Japanese name: Sukumiringogai

Scientific name: Pomacea canaliculata

Description: A fairly large snail with a shell 40 to 60 mm wide and 45 to 75 mm high, and coloration varying from yellow and green to dark brown; some have spiral bands. The tentacle-like antennae are hidden under the shell at rest.

Where to find them: Originally, in Argentina, from where they spread to other parts of South America, then to the southern United States. They were introduced to Taiwan in the 1980s with the idea of farming the mollusk for food, and they spread from there, colonizing Southeast Asia, then southern China and Japan. Now they are found in waters from Honshu to Kyushu and Okinawa.

Food: Plants; this snail's voracious appetite makes it ill-suited for aquariums, and it is seen as an invasive pest in some areas.

Special features: Amphibious animals, Golden apple snails (like other snails in this family) are unusual in having both lungs and gills.
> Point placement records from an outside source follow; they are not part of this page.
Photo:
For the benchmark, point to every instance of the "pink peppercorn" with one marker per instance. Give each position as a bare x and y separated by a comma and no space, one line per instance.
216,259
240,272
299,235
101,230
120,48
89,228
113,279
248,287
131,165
The body is divided to accommodate both forms of breathing apparatus, with the gills on the right side and a lung on the left. The snails spend daylight hours underwater, breathing through their gills, emerging onto land and switching to air-breathing at night while searching for plants to feed on. Their activity rate depends on temperature, but they are fairly tolerant of cold weather. The operculum — the "door" of the shell — is tight-fitting, protecting them from dehydration. If the oxygen content of water is low, the snails can extend a breathing siphon out of the water like a snorkel, and draw in air through it. There is no distinct reproductive season, but egg-laying increases the warmer it gets. Golden apple snails become sexually mature when they reach 2.5 cm in size, and females lay between 200 and 600 bright-orange eggs.